When I wanted to strengthen my plot writing skills, Story Genius by Lisa Cron helped me write the character backstory that plot is built from. The Plot Whisperer by Martha Alderson helped me learn to create plot within my “Pantser” (a writer who writes “by the seat of their pants”, discovering the story as they write it) tendencies.
When I wanted to learn to be a faster writer, I read 5000 Words Per Hour by Chris Fox and 2000 to 10,000 by Rachel Aaron, both of which opened my mind to how much writing you can get done with focus and practice. When I wanted to learn to write more unique and meaningful emotional scenes for my characters, I found The Emotional Craft of Fiction by Donald Maass to be immensely helpful.
For me, reading daily has been just as beneficial as writing daily. Every morning, I start my day with reading and a cup of tea to get myself in the right headspace for my writing session.

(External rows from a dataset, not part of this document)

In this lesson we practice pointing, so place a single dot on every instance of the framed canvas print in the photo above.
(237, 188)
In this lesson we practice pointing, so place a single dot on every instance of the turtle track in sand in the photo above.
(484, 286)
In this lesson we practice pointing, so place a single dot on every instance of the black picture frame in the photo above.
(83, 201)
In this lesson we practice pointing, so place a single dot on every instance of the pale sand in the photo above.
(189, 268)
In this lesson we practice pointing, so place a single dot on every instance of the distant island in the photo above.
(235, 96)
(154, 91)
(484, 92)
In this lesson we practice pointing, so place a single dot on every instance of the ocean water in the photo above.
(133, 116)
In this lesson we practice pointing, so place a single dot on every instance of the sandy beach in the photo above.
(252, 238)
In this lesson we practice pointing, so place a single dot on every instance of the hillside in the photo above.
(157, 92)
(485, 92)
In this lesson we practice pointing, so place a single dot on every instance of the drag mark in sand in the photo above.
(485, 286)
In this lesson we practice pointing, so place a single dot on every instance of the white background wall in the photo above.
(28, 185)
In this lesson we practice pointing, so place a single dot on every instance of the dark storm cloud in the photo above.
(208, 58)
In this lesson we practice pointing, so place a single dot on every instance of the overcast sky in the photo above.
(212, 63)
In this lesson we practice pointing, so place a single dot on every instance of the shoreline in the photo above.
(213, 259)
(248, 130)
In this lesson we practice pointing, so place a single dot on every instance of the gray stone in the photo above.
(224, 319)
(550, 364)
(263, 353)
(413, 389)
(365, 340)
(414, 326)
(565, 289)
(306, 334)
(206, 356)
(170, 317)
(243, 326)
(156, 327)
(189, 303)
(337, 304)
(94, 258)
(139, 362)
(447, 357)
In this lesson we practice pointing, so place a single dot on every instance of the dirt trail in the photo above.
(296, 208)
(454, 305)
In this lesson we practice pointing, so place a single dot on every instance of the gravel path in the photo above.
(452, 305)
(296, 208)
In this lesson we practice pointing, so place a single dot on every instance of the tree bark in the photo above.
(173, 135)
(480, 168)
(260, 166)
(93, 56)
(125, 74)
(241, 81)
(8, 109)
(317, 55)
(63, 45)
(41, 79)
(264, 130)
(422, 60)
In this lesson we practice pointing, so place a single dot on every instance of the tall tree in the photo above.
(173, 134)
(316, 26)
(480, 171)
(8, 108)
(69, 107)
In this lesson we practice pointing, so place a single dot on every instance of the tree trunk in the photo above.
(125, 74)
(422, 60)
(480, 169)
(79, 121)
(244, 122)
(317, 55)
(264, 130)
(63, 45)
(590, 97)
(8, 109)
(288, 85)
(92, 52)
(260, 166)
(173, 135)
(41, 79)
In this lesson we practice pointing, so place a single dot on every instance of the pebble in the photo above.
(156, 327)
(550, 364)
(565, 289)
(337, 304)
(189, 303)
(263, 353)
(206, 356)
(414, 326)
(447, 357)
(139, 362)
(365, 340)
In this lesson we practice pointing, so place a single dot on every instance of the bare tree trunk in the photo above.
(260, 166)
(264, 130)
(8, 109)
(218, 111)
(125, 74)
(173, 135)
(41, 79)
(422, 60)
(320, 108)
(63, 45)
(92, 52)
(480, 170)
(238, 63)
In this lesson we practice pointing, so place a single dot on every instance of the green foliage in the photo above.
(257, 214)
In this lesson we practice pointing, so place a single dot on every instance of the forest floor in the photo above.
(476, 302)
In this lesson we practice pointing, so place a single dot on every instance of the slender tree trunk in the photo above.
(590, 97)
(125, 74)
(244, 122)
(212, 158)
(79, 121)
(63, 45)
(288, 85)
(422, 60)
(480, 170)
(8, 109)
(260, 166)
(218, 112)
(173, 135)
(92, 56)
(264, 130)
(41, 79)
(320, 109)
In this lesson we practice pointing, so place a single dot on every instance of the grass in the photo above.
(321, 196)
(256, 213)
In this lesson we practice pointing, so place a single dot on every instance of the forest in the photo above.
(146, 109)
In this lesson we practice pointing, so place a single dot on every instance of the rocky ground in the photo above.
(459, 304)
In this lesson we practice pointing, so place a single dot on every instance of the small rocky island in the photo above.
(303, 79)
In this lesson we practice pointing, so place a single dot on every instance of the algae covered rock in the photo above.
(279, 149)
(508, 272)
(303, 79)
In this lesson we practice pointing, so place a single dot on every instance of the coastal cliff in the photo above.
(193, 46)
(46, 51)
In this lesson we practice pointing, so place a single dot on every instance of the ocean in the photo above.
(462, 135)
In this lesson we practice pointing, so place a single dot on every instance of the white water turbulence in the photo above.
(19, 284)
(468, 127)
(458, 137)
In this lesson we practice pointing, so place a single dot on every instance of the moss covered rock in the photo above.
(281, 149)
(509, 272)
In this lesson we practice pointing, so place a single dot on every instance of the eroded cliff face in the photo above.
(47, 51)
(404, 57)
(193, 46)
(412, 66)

“I wake up around 5am. I have 2–3 cups of coffee. I read and read and read for two hours. I read high quality literary fiction to be inspired, high quality non-fiction about a topic I am fascinated by in order to learn, I read inspirational or spiritual writing to feel that special something inside, and often I will spend some time studying a game. Then I might read the literary fiction some more. At some point, I get the urge or the itch to put the books away. I go to my computer and start to write.”